Downturn gnaws away at French spending on food

Some 3,000 restaurants went bust in France during the first quarter of 2008, as the current economic downturn and the recenty approved smoking ban helped force a change on people's eating habits.


Galloping inflation has eaten away at French spending on food, making shoppers less choosy about brands and fresh produce and more willing to cut back on restaurant visits, according to a survey released on Tuesday. 

The survey by CREDOC, a state-backed research body specialising in French living conditions, found that many people retain their traditional attachment to the ideal of convivial eating, good food and a varied diet.

But sharp price hikes that have seen the cost of fruit rise 17.6 percent, milk and cream go up 14.8 percent and poultry prices rise 12.5 percent over the past year, have chipped away at the French attachment to the pleasures of the table. 

The survey of 1,004 people conducted in June, found consumers paying closer attention to price, more shopping at hard discount chains and fewer choosing supermarkets or the specialised food shops that feature on most French high streets.

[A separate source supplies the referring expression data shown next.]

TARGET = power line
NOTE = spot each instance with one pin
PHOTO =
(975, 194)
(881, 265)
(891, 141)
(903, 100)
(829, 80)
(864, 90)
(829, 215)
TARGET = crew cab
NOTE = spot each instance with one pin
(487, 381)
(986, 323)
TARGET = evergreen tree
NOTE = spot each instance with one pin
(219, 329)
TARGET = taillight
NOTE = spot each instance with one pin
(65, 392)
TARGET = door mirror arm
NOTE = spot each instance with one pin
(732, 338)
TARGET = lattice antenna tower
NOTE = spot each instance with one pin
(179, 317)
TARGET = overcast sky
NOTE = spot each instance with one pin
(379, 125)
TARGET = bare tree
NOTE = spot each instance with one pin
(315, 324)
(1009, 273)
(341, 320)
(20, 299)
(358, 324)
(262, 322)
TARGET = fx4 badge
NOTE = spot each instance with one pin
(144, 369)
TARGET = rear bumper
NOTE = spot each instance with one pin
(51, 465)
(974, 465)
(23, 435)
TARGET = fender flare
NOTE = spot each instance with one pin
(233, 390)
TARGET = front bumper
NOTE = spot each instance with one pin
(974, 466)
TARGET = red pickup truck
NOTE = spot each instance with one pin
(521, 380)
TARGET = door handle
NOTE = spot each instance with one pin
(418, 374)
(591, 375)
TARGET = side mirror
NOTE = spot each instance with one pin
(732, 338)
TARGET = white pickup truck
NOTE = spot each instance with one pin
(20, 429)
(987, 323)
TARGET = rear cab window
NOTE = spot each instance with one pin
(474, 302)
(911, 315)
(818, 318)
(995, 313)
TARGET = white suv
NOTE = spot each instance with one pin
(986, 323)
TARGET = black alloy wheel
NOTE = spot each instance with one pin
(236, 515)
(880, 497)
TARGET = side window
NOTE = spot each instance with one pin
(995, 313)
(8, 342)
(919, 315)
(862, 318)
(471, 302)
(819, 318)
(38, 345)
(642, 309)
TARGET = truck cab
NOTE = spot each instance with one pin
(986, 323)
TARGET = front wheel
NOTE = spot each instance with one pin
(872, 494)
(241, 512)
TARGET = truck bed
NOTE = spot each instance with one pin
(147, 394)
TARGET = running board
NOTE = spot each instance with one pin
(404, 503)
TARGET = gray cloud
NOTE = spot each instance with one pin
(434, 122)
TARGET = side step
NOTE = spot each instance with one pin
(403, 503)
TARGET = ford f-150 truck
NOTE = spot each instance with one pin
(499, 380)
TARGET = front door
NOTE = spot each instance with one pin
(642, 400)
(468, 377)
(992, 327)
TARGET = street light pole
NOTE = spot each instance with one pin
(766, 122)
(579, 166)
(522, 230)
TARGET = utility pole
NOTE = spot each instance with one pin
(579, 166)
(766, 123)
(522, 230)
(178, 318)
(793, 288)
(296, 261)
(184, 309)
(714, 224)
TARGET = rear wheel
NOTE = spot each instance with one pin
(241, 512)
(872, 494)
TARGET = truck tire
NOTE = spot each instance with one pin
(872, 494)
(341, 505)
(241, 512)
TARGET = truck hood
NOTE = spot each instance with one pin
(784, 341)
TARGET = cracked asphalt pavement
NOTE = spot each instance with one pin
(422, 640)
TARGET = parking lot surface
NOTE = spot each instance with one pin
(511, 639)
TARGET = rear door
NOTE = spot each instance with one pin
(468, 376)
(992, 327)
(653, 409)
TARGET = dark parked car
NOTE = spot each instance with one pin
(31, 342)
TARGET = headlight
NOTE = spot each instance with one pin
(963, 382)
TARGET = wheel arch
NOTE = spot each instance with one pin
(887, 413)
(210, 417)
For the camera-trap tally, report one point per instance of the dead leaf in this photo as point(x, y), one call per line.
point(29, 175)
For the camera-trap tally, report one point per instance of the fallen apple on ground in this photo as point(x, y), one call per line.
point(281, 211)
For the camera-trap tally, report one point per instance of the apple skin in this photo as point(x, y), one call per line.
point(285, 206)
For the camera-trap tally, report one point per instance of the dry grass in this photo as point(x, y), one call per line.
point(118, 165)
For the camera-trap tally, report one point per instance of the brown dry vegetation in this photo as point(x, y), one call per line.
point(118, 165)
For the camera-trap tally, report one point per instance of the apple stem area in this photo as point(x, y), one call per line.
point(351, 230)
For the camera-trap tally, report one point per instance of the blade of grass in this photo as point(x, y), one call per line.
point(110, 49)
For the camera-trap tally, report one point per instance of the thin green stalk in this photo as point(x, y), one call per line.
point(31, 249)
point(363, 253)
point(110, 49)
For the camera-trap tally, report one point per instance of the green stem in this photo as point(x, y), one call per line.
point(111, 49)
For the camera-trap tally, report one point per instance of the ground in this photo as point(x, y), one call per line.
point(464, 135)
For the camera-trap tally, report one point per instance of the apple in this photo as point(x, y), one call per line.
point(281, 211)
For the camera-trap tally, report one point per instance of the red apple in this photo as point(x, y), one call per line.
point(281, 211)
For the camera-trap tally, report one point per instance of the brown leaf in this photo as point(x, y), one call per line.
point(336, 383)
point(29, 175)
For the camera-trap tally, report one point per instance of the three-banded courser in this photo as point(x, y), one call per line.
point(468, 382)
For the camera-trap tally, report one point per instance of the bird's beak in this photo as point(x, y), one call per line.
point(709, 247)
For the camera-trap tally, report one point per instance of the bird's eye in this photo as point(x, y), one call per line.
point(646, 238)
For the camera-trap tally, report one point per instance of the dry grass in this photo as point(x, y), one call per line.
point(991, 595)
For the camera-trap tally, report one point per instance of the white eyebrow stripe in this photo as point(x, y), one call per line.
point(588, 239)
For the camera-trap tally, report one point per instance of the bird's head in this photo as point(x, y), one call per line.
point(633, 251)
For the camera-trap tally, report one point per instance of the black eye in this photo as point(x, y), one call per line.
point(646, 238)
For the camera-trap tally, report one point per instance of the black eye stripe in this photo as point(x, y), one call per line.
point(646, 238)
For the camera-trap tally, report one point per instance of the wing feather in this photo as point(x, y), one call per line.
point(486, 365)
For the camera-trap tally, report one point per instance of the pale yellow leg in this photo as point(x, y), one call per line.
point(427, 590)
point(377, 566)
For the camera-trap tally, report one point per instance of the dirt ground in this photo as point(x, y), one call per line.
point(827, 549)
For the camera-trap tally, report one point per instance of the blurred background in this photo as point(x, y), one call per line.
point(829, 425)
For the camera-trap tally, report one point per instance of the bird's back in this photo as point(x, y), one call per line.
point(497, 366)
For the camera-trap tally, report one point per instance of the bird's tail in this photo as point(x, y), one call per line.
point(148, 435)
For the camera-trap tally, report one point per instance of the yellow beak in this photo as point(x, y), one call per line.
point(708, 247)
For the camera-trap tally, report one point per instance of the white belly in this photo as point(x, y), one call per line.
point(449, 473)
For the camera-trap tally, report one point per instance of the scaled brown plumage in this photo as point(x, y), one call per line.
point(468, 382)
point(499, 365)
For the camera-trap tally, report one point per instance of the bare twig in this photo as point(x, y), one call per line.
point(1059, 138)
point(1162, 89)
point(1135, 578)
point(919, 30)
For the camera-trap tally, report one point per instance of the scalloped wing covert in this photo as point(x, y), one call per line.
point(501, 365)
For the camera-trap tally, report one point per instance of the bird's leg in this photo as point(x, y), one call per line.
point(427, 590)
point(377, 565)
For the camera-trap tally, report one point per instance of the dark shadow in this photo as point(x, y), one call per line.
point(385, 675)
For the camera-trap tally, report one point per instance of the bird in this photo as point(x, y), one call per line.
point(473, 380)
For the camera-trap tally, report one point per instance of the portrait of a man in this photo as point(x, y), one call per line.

The survey came on the same day that France's biggest consumer rights group reported that food manufacturers were in effect raising prices by quietly cutting the size of some items or the amount in some packets while not changing the price.

It found almost all people (97 percent) believed eating was a good opportunity to spend time with others and a source of pleasure but there was strong pressure to cut spending on food. 

Some 18 percent of people were cutting back on non-essential items, 28 percent were choosing lower range products and 17 percent were consuming less, while there was a sharp jump in the number of those comparing prices between shops more than normal. 

"In 2008 and 2009, there could be a reduction in the volume of food spending," the survey found.

The effects have not been confined to shopping alone. French restaurant and cafe owners have been fretting about demand for months and the survey found that 21 percent of people would go to restaurants more often if their budgets were not so tight.

"We are very worried," Daniele Deleval, vice-president of the UMIH hotels and restaurants association, told the daily Le Figaro on Tuesday. "Since the beginning of the year, business is down 20 percent on average and we see no sign of improvement." 

According to figures from credit insurer Euler Hermes published this month, bankruptcies of restaurants, cafes and hotels rose 19.7 percent in France in the first half of 2008. 

With average consumer spending power in France down 0.4 percent in the second quarter of the year, according to Economy Ministry figures last week, any reversal of the trend is likely to be some way off.